Der Dreiteiler "Unsere Mütter, unsere Väter", der ab Sonntag im ZDF ausgestrahlt wird, geht nun detailliert solchen Fragen nach, die in keinem Geschichtsbuch stehen und die doch notwendig sind, um den Nationalsozialismus in seiner ganzen Wirkungsmacht zu verstehen. In dem Weltkriegsepos, das eine neue Art von Zeitgeschichtsdrama im deutschen Fernehen etabliert, ist Faschismus ein System, das sich über alle Lebensbereiche erstreckt: über die Freundschaften, die Liebe, die Sexualität.

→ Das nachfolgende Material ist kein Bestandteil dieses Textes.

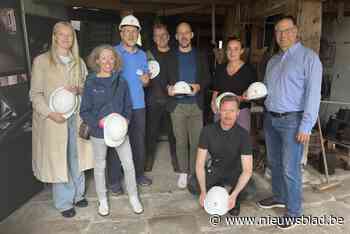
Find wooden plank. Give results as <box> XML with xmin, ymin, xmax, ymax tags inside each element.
<box><xmin>297</xmin><ymin>0</ymin><xmax>322</xmax><ymax>53</ymax></box>
<box><xmin>156</xmin><ymin>5</ymin><xmax>206</xmax><ymax>16</ymax></box>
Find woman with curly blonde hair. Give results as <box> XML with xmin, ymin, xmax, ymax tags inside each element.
<box><xmin>80</xmin><ymin>44</ymin><xmax>143</xmax><ymax>216</ymax></box>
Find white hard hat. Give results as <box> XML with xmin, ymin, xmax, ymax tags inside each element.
<box><xmin>119</xmin><ymin>15</ymin><xmax>141</xmax><ymax>30</ymax></box>
<box><xmin>49</xmin><ymin>87</ymin><xmax>78</xmax><ymax>119</ymax></box>
<box><xmin>246</xmin><ymin>82</ymin><xmax>267</xmax><ymax>100</ymax></box>
<box><xmin>103</xmin><ymin>113</ymin><xmax>128</xmax><ymax>147</ymax></box>
<box><xmin>148</xmin><ymin>60</ymin><xmax>160</xmax><ymax>79</ymax></box>
<box><xmin>204</xmin><ymin>186</ymin><xmax>229</xmax><ymax>215</ymax></box>
<box><xmin>216</xmin><ymin>92</ymin><xmax>237</xmax><ymax>110</ymax></box>
<box><xmin>173</xmin><ymin>81</ymin><xmax>193</xmax><ymax>95</ymax></box>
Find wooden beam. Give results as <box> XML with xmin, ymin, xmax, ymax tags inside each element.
<box><xmin>297</xmin><ymin>0</ymin><xmax>322</xmax><ymax>53</ymax></box>
<box><xmin>156</xmin><ymin>5</ymin><xmax>206</xmax><ymax>16</ymax></box>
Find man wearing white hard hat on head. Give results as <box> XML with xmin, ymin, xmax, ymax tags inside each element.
<box><xmin>257</xmin><ymin>15</ymin><xmax>322</xmax><ymax>230</ymax></box>
<box><xmin>188</xmin><ymin>95</ymin><xmax>255</xmax><ymax>216</ymax></box>
<box><xmin>166</xmin><ymin>22</ymin><xmax>211</xmax><ymax>189</ymax></box>
<box><xmin>109</xmin><ymin>15</ymin><xmax>152</xmax><ymax>194</ymax></box>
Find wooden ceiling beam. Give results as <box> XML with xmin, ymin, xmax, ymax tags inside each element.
<box><xmin>156</xmin><ymin>5</ymin><xmax>206</xmax><ymax>16</ymax></box>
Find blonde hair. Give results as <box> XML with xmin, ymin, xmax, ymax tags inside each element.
<box><xmin>49</xmin><ymin>22</ymin><xmax>82</xmax><ymax>87</ymax></box>
<box><xmin>87</xmin><ymin>44</ymin><xmax>122</xmax><ymax>73</ymax></box>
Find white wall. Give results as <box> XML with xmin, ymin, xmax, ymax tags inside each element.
<box><xmin>320</xmin><ymin>17</ymin><xmax>350</xmax><ymax>124</ymax></box>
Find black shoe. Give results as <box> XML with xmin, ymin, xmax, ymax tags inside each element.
<box><xmin>61</xmin><ymin>208</ymin><xmax>76</xmax><ymax>218</ymax></box>
<box><xmin>228</xmin><ymin>205</ymin><xmax>240</xmax><ymax>216</ymax></box>
<box><xmin>257</xmin><ymin>197</ymin><xmax>286</xmax><ymax>209</ymax></box>
<box><xmin>75</xmin><ymin>198</ymin><xmax>88</xmax><ymax>208</ymax></box>
<box><xmin>137</xmin><ymin>176</ymin><xmax>152</xmax><ymax>186</ymax></box>
<box><xmin>276</xmin><ymin>216</ymin><xmax>296</xmax><ymax>230</ymax></box>
<box><xmin>110</xmin><ymin>187</ymin><xmax>124</xmax><ymax>196</ymax></box>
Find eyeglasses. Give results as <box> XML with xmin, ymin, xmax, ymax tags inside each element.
<box><xmin>275</xmin><ymin>27</ymin><xmax>296</xmax><ymax>35</ymax></box>
<box><xmin>121</xmin><ymin>29</ymin><xmax>139</xmax><ymax>35</ymax></box>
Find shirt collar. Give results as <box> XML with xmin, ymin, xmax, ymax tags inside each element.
<box><xmin>118</xmin><ymin>42</ymin><xmax>139</xmax><ymax>54</ymax></box>
<box><xmin>279</xmin><ymin>41</ymin><xmax>301</xmax><ymax>56</ymax></box>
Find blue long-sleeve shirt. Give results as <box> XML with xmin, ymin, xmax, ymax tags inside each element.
<box><xmin>114</xmin><ymin>43</ymin><xmax>149</xmax><ymax>110</ymax></box>
<box><xmin>264</xmin><ymin>42</ymin><xmax>323</xmax><ymax>134</ymax></box>
<box><xmin>80</xmin><ymin>72</ymin><xmax>132</xmax><ymax>138</ymax></box>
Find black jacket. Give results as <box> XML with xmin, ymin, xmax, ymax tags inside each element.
<box><xmin>165</xmin><ymin>48</ymin><xmax>211</xmax><ymax>112</ymax></box>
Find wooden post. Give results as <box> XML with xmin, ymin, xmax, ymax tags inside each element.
<box><xmin>296</xmin><ymin>0</ymin><xmax>322</xmax><ymax>53</ymax></box>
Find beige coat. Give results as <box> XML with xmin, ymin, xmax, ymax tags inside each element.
<box><xmin>30</xmin><ymin>52</ymin><xmax>94</xmax><ymax>183</ymax></box>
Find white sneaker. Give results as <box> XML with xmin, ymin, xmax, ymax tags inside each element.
<box><xmin>177</xmin><ymin>173</ymin><xmax>188</xmax><ymax>189</ymax></box>
<box><xmin>129</xmin><ymin>196</ymin><xmax>143</xmax><ymax>214</ymax></box>
<box><xmin>98</xmin><ymin>199</ymin><xmax>109</xmax><ymax>216</ymax></box>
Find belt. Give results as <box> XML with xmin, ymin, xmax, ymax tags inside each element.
<box><xmin>268</xmin><ymin>111</ymin><xmax>303</xmax><ymax>118</ymax></box>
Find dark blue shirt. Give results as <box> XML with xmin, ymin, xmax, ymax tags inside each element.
<box><xmin>80</xmin><ymin>72</ymin><xmax>132</xmax><ymax>138</ymax></box>
<box><xmin>176</xmin><ymin>49</ymin><xmax>197</xmax><ymax>104</ymax></box>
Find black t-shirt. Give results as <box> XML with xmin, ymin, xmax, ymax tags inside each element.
<box><xmin>145</xmin><ymin>48</ymin><xmax>171</xmax><ymax>106</ymax></box>
<box><xmin>213</xmin><ymin>63</ymin><xmax>257</xmax><ymax>109</ymax></box>
<box><xmin>198</xmin><ymin>122</ymin><xmax>252</xmax><ymax>174</ymax></box>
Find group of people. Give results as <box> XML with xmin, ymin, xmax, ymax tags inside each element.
<box><xmin>30</xmin><ymin>14</ymin><xmax>322</xmax><ymax>230</ymax></box>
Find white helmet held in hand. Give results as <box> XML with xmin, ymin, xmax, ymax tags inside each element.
<box><xmin>246</xmin><ymin>82</ymin><xmax>267</xmax><ymax>100</ymax></box>
<box><xmin>104</xmin><ymin>113</ymin><xmax>128</xmax><ymax>147</ymax></box>
<box><xmin>148</xmin><ymin>60</ymin><xmax>160</xmax><ymax>79</ymax></box>
<box><xmin>119</xmin><ymin>15</ymin><xmax>141</xmax><ymax>30</ymax></box>
<box><xmin>173</xmin><ymin>81</ymin><xmax>193</xmax><ymax>95</ymax></box>
<box><xmin>49</xmin><ymin>87</ymin><xmax>78</xmax><ymax>119</ymax></box>
<box><xmin>216</xmin><ymin>92</ymin><xmax>237</xmax><ymax>110</ymax></box>
<box><xmin>204</xmin><ymin>186</ymin><xmax>229</xmax><ymax>215</ymax></box>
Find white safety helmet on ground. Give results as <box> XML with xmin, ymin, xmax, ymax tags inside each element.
<box><xmin>119</xmin><ymin>15</ymin><xmax>141</xmax><ymax>30</ymax></box>
<box><xmin>204</xmin><ymin>186</ymin><xmax>229</xmax><ymax>215</ymax></box>
<box><xmin>49</xmin><ymin>87</ymin><xmax>78</xmax><ymax>119</ymax></box>
<box><xmin>246</xmin><ymin>82</ymin><xmax>267</xmax><ymax>100</ymax></box>
<box><xmin>216</xmin><ymin>92</ymin><xmax>237</xmax><ymax>110</ymax></box>
<box><xmin>148</xmin><ymin>60</ymin><xmax>160</xmax><ymax>79</ymax></box>
<box><xmin>173</xmin><ymin>81</ymin><xmax>193</xmax><ymax>95</ymax></box>
<box><xmin>103</xmin><ymin>113</ymin><xmax>128</xmax><ymax>147</ymax></box>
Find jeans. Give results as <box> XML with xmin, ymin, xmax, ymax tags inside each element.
<box><xmin>108</xmin><ymin>109</ymin><xmax>146</xmax><ymax>189</ymax></box>
<box><xmin>145</xmin><ymin>102</ymin><xmax>178</xmax><ymax>171</ymax></box>
<box><xmin>52</xmin><ymin>114</ymin><xmax>85</xmax><ymax>212</ymax></box>
<box><xmin>264</xmin><ymin>112</ymin><xmax>304</xmax><ymax>217</ymax></box>
<box><xmin>187</xmin><ymin>166</ymin><xmax>256</xmax><ymax>207</ymax></box>
<box><xmin>171</xmin><ymin>103</ymin><xmax>203</xmax><ymax>174</ymax></box>
<box><xmin>90</xmin><ymin>136</ymin><xmax>137</xmax><ymax>201</ymax></box>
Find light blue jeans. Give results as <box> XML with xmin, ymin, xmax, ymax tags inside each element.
<box><xmin>90</xmin><ymin>136</ymin><xmax>138</xmax><ymax>201</ymax></box>
<box><xmin>264</xmin><ymin>112</ymin><xmax>304</xmax><ymax>217</ymax></box>
<box><xmin>52</xmin><ymin>114</ymin><xmax>85</xmax><ymax>212</ymax></box>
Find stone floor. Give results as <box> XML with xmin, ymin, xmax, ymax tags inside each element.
<box><xmin>2</xmin><ymin>141</ymin><xmax>350</xmax><ymax>234</ymax></box>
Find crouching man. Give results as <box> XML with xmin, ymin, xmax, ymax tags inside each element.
<box><xmin>188</xmin><ymin>95</ymin><xmax>255</xmax><ymax>216</ymax></box>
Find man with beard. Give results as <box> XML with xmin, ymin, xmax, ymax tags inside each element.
<box><xmin>187</xmin><ymin>95</ymin><xmax>254</xmax><ymax>216</ymax></box>
<box><xmin>144</xmin><ymin>23</ymin><xmax>178</xmax><ymax>172</ymax></box>
<box><xmin>167</xmin><ymin>22</ymin><xmax>211</xmax><ymax>189</ymax></box>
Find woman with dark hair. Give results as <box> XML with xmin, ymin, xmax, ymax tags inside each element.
<box><xmin>30</xmin><ymin>22</ymin><xmax>93</xmax><ymax>218</ymax></box>
<box><xmin>80</xmin><ymin>44</ymin><xmax>143</xmax><ymax>216</ymax></box>
<box><xmin>211</xmin><ymin>37</ymin><xmax>257</xmax><ymax>132</ymax></box>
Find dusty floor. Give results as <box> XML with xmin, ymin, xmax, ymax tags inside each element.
<box><xmin>1</xmin><ymin>141</ymin><xmax>350</xmax><ymax>234</ymax></box>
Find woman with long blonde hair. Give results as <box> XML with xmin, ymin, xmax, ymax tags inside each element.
<box><xmin>30</xmin><ymin>22</ymin><xmax>93</xmax><ymax>218</ymax></box>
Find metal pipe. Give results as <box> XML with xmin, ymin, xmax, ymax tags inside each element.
<box><xmin>19</xmin><ymin>0</ymin><xmax>32</xmax><ymax>75</ymax></box>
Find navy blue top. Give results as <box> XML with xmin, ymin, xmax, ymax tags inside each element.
<box><xmin>80</xmin><ymin>72</ymin><xmax>132</xmax><ymax>138</ymax></box>
<box><xmin>176</xmin><ymin>49</ymin><xmax>197</xmax><ymax>104</ymax></box>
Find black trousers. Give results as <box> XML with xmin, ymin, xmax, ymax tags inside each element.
<box><xmin>107</xmin><ymin>109</ymin><xmax>146</xmax><ymax>189</ymax></box>
<box><xmin>188</xmin><ymin>167</ymin><xmax>255</xmax><ymax>207</ymax></box>
<box><xmin>145</xmin><ymin>102</ymin><xmax>178</xmax><ymax>171</ymax></box>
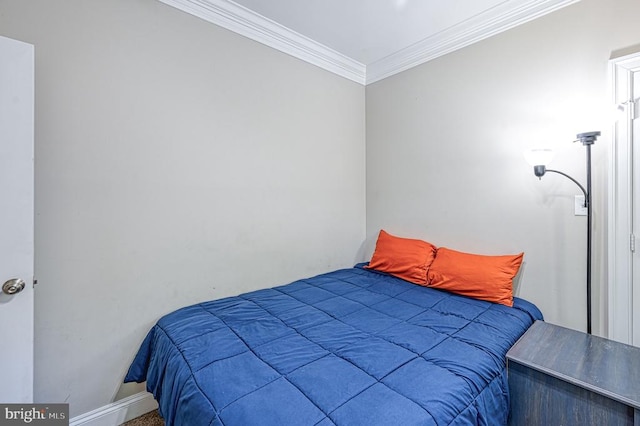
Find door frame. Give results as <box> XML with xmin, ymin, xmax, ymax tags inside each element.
<box><xmin>608</xmin><ymin>52</ymin><xmax>640</xmax><ymax>345</ymax></box>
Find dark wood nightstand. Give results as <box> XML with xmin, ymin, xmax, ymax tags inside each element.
<box><xmin>506</xmin><ymin>320</ymin><xmax>640</xmax><ymax>426</ymax></box>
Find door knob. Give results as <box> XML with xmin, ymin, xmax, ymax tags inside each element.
<box><xmin>2</xmin><ymin>279</ymin><xmax>26</xmax><ymax>295</ymax></box>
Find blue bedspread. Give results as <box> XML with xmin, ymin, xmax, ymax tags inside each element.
<box><xmin>125</xmin><ymin>265</ymin><xmax>542</xmax><ymax>425</ymax></box>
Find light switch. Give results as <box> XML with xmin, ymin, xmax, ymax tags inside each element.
<box><xmin>575</xmin><ymin>195</ymin><xmax>587</xmax><ymax>216</ymax></box>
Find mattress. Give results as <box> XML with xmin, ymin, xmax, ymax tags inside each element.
<box><xmin>125</xmin><ymin>264</ymin><xmax>542</xmax><ymax>425</ymax></box>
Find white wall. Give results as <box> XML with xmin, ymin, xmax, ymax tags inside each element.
<box><xmin>0</xmin><ymin>0</ymin><xmax>365</xmax><ymax>417</ymax></box>
<box><xmin>366</xmin><ymin>0</ymin><xmax>640</xmax><ymax>335</ymax></box>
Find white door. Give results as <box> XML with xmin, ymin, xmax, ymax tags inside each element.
<box><xmin>609</xmin><ymin>52</ymin><xmax>640</xmax><ymax>346</ymax></box>
<box><xmin>0</xmin><ymin>35</ymin><xmax>35</xmax><ymax>402</ymax></box>
<box><xmin>633</xmin><ymin>70</ymin><xmax>640</xmax><ymax>346</ymax></box>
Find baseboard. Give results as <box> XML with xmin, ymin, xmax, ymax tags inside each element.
<box><xmin>69</xmin><ymin>392</ymin><xmax>158</xmax><ymax>426</ymax></box>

Mit Judenhassern gegen Nazi-Schweine
Erzählt wird aus der Perspektive von fünf 20-Jährigen, die sich am Anfang nicht wesentlich von heutigen 20-Jährigen unterscheiden: Man träumt von Karrieren und Abenteuern, man glaubt an die ewige Freundschaft und lacht über die Verbote, die einem irgendwelche Nazi-Spießer machen wollen. Swing darf nicht gehört werden? Gehen wir eben in den Keller und drehen dort das Grammofon umso lauter auf. Das Verbot, so funktionierte Jugendkultur schon damals, gibt dem Sound nur die richtige Würze. Es ist das Jahr 1941, das "Dritte Reich" beginnt seinen Feldzug gegen Russland. Kein Grund für die fünf Freunde, ihren Übermut und ihren Lebensglauben zu verlieren.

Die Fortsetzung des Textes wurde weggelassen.